O ano de 2022 iniciou-se movimentado com a publicação, em 5/1/22, da LC 190/22, a qual veio instituir e regulamentar a cobrança do ICMS nas operações e prestações interestaduais destinadas ao consumidor final não contribuinte do imposto.
Trata-se da aguardada regulamentação do diferencial de alíquotas do ICMS, ou Difal, após o julgamento das ADIns 5.464 e 5.469, pelo Supremo Tribunal Federal, bem como da tese de repercussão geral 1.093, fixada no RE 1.287.019, a qual definiu que: "A cobrança do diferencial de alíquota alusiva ao ICMS, conforme introduzido pela emenda EC 87/2015, pressupõe a edição de lei complementar veiculando normas gerais".

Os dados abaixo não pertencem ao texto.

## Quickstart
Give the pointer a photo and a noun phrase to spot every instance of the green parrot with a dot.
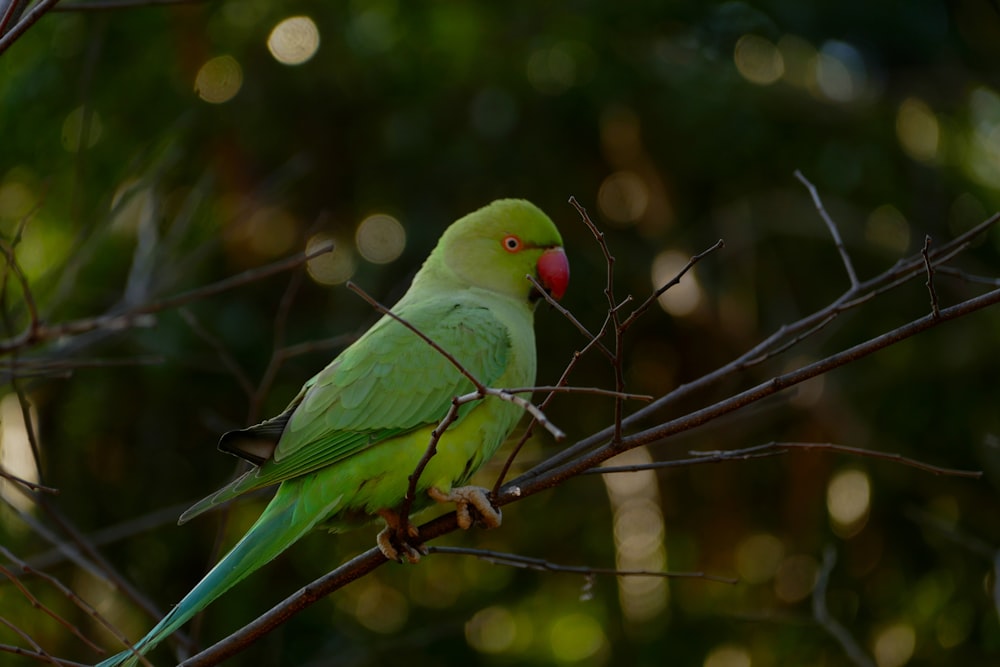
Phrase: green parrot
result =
(342, 451)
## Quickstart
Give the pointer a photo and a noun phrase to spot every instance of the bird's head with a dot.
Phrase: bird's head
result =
(499, 245)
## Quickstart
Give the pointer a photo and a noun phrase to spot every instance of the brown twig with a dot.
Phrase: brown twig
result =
(27, 20)
(113, 5)
(613, 309)
(639, 310)
(35, 603)
(777, 448)
(37, 655)
(544, 477)
(898, 274)
(542, 565)
(39, 652)
(549, 475)
(935, 308)
(832, 226)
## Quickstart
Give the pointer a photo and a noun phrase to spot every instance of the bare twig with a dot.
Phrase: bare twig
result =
(42, 655)
(34, 602)
(591, 338)
(644, 306)
(557, 468)
(27, 20)
(776, 448)
(898, 274)
(222, 351)
(542, 565)
(832, 226)
(114, 5)
(613, 309)
(31, 486)
(354, 287)
(38, 655)
(968, 277)
(935, 308)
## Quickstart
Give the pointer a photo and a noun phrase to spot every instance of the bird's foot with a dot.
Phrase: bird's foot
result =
(472, 505)
(396, 540)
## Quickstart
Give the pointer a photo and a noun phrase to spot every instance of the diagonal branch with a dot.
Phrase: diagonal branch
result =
(832, 226)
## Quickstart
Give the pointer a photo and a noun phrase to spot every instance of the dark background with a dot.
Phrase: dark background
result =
(674, 128)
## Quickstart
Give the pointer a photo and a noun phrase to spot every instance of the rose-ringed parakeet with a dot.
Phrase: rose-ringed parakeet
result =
(343, 449)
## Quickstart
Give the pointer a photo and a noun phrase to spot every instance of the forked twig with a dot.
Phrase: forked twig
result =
(832, 226)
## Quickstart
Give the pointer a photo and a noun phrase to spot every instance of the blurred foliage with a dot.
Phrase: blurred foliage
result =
(675, 123)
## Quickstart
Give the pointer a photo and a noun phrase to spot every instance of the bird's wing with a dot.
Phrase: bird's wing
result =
(387, 383)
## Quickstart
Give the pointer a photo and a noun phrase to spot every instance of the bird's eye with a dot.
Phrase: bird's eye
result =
(511, 243)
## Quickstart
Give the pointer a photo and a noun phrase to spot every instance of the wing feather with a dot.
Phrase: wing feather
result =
(388, 383)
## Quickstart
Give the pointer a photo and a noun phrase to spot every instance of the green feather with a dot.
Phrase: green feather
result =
(346, 445)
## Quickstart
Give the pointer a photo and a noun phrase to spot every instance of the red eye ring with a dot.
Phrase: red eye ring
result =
(511, 243)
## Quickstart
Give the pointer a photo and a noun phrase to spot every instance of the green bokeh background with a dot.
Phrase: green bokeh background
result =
(425, 111)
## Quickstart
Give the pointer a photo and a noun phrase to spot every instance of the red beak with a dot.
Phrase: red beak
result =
(553, 271)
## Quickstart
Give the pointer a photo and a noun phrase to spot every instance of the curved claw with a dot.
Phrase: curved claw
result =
(478, 498)
(394, 541)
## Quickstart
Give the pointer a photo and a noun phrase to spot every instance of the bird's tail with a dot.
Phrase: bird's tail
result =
(281, 524)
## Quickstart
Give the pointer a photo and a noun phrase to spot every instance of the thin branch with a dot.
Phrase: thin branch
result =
(832, 226)
(542, 565)
(547, 474)
(42, 655)
(31, 486)
(35, 603)
(609, 293)
(639, 310)
(826, 621)
(27, 20)
(39, 655)
(591, 338)
(113, 5)
(566, 389)
(222, 351)
(968, 277)
(935, 308)
(777, 448)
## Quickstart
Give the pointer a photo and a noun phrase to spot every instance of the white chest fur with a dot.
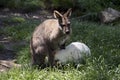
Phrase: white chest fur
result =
(74, 52)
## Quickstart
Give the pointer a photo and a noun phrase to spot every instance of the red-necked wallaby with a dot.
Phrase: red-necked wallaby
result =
(49, 36)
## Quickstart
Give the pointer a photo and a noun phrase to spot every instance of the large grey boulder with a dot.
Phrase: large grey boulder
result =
(109, 15)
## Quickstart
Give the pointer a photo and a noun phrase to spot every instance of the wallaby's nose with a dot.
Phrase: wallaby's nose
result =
(67, 32)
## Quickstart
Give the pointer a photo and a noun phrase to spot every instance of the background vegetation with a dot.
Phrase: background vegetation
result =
(77, 5)
(102, 39)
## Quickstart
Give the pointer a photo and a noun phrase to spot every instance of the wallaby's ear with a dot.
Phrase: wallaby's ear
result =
(57, 14)
(68, 13)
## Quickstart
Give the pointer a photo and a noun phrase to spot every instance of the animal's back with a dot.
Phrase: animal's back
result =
(48, 29)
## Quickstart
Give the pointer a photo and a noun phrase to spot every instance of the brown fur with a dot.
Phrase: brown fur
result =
(47, 38)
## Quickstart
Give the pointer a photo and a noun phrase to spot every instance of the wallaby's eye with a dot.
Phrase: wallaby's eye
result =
(62, 25)
(68, 24)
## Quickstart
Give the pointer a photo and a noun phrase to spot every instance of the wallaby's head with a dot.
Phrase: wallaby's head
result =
(64, 20)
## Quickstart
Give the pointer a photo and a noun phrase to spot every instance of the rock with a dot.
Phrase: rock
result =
(6, 65)
(109, 15)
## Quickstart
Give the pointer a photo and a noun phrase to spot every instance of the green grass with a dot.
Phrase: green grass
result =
(104, 63)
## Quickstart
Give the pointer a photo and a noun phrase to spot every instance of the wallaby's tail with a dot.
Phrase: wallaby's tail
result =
(32, 51)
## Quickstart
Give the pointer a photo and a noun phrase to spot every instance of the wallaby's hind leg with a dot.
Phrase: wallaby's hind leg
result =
(51, 59)
(38, 60)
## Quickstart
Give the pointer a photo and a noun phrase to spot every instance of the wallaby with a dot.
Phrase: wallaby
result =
(48, 37)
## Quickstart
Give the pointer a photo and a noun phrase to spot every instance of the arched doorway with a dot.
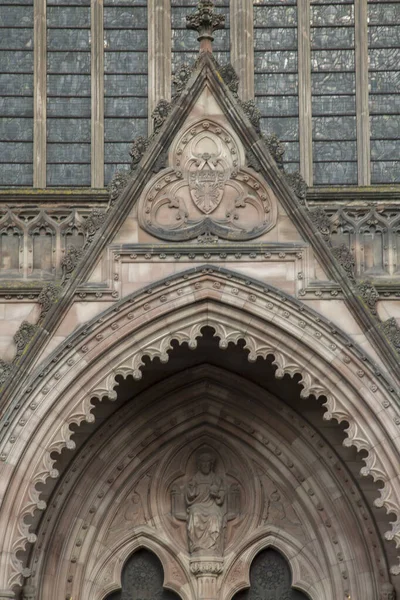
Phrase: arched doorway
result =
(270, 579)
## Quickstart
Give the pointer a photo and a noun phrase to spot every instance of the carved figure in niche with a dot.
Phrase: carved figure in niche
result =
(206, 504)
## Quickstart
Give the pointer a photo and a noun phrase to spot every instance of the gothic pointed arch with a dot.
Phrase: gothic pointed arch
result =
(148, 325)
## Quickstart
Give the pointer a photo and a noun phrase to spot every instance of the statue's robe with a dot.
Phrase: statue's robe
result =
(206, 513)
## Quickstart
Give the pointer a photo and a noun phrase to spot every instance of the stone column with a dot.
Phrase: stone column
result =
(97, 92)
(242, 45)
(304, 62)
(207, 571)
(159, 54)
(362, 99)
(39, 94)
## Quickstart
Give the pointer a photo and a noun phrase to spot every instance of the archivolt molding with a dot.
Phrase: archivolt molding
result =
(176, 309)
(89, 554)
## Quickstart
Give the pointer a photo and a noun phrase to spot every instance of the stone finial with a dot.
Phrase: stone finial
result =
(387, 592)
(28, 592)
(205, 22)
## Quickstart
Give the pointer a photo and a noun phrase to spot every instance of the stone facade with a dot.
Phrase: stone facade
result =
(203, 364)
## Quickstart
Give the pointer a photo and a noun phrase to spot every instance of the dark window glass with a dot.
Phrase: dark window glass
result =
(68, 93)
(125, 80)
(16, 85)
(275, 76)
(270, 579)
(333, 93)
(384, 81)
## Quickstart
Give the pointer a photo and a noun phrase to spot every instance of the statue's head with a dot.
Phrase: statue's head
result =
(206, 462)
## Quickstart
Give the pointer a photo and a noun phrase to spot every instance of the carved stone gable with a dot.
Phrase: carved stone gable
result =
(206, 190)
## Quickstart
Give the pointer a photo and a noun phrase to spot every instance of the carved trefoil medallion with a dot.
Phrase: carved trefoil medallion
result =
(206, 189)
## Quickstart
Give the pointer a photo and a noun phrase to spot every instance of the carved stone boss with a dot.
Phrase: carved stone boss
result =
(206, 189)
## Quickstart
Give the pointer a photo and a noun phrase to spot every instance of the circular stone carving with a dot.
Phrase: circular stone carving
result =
(206, 190)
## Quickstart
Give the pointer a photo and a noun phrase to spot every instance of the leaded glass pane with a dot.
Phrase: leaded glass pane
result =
(125, 80)
(270, 579)
(142, 577)
(384, 80)
(16, 85)
(68, 90)
(333, 92)
(275, 77)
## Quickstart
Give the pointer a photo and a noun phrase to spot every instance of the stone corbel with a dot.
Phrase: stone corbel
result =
(207, 570)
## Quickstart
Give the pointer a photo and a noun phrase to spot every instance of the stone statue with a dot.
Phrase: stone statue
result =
(206, 502)
(206, 508)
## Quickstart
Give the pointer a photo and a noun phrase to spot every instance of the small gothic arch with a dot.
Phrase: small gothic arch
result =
(142, 579)
(42, 248)
(270, 579)
(11, 246)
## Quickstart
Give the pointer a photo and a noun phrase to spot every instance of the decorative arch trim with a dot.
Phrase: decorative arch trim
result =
(145, 324)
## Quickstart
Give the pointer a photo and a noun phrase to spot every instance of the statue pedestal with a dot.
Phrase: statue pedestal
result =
(207, 570)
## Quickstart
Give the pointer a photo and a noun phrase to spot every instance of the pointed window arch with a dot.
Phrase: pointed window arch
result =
(270, 579)
(142, 579)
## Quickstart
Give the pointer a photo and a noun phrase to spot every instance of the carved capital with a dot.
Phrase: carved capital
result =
(28, 592)
(93, 224)
(369, 294)
(206, 566)
(321, 222)
(387, 592)
(392, 331)
(48, 295)
(23, 336)
(5, 369)
(298, 185)
(345, 257)
(70, 261)
(160, 114)
(276, 148)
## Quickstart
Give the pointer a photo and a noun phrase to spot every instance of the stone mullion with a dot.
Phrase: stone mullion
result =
(304, 69)
(159, 54)
(362, 106)
(242, 45)
(39, 94)
(97, 94)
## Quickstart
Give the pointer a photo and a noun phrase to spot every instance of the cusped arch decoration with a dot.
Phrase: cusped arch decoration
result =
(288, 558)
(144, 324)
(266, 461)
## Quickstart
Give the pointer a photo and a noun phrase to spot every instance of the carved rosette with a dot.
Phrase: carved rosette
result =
(206, 190)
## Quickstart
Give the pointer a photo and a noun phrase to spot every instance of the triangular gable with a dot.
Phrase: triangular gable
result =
(150, 157)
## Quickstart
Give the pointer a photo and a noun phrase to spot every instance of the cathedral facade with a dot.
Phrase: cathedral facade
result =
(199, 314)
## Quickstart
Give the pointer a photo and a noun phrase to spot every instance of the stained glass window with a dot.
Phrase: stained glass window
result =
(125, 80)
(68, 93)
(275, 76)
(185, 47)
(16, 85)
(384, 81)
(270, 579)
(333, 92)
(142, 578)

A EC 87/15 envolve importantes alterações no artigo 155 da Constitucional Federal, o qual dispõe, em seu parágrafo 2º, sobre a tributação do ICMS.
Antes da EC 87/15, o ICMS sobre operações e prestações de serviços interestaduais era de competência do estado de origem. A referida emenda constitucional partilhou a tributação, de forma que o estado de origem passou a ter direito ao ICMS com base na alíquota interestadual e o estado de destino, o diferencial de alíquotas1.
Após a publicação desta Emenda Constitucional, firmou-se o Convênio ICMS 93, de 17/9/15, editado com a finalidade de regulamentar os procedimentos para a cobrança do Difal.
Este convênio foi objeto de questionamento no Supremo Tribunal Federal, por meio das ADIns 5.464 e 5.469, e da Tese de Repercussão Geral 1.093.
A justificativa para se declarar inconstitucional o Convênio ICMS 93/15 está no fato de se ter trazido uma nova relação jurídico-tributária entre o remetente de bem ou serviço e o estado de destino nas operações destinadas a não-contribuintes do ICMS, o que seria matéria reservada a lei complementar, na forma do artigo 146 da Constituição Federal.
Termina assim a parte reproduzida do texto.